When I began to write The Oregon Testament, it came about largely because of the questions that interested me about Eastern Honduras' native history. I began to see the Isthmus as the historical center of the Americas; where civilization brimmed. What did it mean to have a history that was mostly buried? And I always sensed that the fact that we knew so little about the history of the Americas had a role in so many of the cultural problems of the Americas. Even in my own country, for example, in the paranoid years after 9/11, so many people pulled European heritage and Judeo-Christian heritage into their political vocabulary as an aggressive subcontext to their own political motivations.
Something about this never smelled right to me, because while no doubt the old world plays a considerable role in the culture of the Americas, in the increasingly diverse cultural landscapes of the new world, countries would be well served to embrace their only unifying history – the one under their feet.
But, what is the history of the American countries? And is it important that nations filled with people from different places put a value in the deep history of the place they live?
That question has always been blurred, I think, by the fact that the Americas were populated by a monoculture. The Bering Land Bridge was a literal genetic bottleneck, all Native Americans were born from a very narrow set of genes. When they came in contact with Europeans, as we all know, two continents of people and history nearly vanished.

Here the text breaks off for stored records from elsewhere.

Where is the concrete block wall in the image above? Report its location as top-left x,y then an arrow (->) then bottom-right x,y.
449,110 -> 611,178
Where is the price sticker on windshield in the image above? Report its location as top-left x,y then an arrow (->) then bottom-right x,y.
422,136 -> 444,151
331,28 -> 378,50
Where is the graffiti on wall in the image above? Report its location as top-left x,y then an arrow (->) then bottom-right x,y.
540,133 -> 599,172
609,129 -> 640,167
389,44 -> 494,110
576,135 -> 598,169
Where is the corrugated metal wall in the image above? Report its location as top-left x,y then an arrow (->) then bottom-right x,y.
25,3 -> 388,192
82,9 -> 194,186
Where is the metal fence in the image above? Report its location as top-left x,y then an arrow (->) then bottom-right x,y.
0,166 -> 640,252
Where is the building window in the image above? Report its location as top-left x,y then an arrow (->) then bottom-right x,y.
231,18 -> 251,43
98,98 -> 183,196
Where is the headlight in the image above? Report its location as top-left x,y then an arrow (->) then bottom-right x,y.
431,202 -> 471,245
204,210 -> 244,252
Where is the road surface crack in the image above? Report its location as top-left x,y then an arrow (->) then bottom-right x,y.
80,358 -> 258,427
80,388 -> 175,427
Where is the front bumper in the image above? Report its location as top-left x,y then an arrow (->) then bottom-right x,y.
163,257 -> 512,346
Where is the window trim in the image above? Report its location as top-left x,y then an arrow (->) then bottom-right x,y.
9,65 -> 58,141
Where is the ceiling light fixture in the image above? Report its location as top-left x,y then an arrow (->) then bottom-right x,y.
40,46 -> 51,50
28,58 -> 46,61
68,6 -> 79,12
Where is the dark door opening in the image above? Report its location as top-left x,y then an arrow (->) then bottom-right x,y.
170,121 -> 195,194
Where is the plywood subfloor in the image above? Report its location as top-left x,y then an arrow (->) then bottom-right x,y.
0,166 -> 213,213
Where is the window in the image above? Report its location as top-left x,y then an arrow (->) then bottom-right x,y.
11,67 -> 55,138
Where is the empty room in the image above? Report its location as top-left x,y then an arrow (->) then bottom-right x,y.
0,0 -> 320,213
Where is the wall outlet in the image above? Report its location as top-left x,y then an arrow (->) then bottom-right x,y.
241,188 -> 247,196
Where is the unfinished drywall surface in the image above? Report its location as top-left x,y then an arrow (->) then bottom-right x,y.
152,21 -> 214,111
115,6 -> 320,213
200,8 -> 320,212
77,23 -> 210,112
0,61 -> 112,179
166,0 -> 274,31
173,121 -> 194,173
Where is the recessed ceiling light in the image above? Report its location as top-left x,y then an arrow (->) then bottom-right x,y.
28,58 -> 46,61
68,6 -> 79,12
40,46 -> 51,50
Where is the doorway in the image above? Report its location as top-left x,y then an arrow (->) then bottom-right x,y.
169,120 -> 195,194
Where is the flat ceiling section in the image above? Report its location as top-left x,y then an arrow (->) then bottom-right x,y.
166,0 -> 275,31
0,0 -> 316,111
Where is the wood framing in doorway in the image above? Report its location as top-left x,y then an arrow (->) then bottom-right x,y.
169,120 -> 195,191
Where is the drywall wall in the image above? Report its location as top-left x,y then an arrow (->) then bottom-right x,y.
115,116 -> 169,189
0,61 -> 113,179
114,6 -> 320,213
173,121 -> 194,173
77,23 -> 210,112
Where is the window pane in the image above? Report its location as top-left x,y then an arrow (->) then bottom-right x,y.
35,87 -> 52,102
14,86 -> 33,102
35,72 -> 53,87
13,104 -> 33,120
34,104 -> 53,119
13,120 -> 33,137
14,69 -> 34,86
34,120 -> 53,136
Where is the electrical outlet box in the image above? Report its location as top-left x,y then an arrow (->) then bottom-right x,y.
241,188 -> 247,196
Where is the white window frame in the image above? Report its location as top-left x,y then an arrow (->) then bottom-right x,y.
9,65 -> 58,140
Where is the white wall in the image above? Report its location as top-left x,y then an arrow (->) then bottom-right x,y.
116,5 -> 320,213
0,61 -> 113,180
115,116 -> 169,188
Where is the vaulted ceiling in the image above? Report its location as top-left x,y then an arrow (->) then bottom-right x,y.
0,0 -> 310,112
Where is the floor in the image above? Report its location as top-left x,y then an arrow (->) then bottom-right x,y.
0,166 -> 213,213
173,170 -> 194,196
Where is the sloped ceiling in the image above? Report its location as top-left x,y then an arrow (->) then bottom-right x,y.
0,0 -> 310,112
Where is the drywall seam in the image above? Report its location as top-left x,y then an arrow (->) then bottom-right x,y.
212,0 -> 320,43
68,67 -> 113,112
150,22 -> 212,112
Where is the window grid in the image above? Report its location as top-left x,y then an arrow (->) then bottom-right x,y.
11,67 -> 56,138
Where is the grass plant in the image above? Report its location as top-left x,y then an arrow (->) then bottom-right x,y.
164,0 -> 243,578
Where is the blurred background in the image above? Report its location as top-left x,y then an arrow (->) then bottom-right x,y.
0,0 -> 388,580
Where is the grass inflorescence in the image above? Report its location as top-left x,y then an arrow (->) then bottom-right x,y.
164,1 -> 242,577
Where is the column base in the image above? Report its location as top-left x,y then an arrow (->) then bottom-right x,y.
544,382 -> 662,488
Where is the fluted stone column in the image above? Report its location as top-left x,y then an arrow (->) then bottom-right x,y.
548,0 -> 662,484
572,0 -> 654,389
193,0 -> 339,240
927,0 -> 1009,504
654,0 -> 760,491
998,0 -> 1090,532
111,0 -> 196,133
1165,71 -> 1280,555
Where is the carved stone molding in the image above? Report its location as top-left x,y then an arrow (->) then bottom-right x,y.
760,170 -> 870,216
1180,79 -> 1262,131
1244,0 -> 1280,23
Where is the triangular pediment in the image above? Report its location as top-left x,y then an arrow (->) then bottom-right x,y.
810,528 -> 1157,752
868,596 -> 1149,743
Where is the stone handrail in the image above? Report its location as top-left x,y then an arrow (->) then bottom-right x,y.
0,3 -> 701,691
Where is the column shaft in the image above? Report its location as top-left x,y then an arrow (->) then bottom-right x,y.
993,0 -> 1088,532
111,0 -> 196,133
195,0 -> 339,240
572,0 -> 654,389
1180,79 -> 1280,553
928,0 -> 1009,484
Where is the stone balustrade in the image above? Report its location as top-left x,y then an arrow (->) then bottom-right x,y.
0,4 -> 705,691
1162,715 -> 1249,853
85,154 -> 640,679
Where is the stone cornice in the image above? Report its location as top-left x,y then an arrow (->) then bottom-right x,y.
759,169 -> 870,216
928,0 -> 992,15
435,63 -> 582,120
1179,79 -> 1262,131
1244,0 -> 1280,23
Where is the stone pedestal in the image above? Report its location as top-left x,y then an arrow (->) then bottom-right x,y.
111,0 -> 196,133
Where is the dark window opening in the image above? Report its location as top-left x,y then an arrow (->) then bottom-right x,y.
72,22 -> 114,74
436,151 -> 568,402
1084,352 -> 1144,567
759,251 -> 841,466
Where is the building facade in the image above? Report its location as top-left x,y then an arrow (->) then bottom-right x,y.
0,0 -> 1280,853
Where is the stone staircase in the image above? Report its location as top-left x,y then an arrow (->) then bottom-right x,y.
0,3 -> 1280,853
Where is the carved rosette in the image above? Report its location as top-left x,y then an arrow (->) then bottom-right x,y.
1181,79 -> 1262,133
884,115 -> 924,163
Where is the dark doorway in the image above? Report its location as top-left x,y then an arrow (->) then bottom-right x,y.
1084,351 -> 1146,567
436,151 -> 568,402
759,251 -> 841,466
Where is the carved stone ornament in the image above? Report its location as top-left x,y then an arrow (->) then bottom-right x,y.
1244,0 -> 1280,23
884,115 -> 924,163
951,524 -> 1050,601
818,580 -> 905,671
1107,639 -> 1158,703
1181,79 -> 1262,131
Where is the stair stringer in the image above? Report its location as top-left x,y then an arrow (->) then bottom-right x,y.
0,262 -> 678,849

In the last ten years, archaeologists have begun to rewrite the Americas' history with new evidence. And authors like Charles Mann (1491: Revelations of the Americas before Columbus) have popularized these shifting views on the Americas. Native America, we are learning, was much more organized, made much more significant advances in the sciences, and had much more an affect on our societies today than we ever imagined.
The thrill of having questioned these mysteries while traveling was doubled by the thrill of seeing some of their answers slowly get pieced together. But if, as some scientists now believe, the Americas contained at their Pre-Columbian height 1/5th of the world's population, the history of their demise has a genetic, if not, evolutionary, explanation.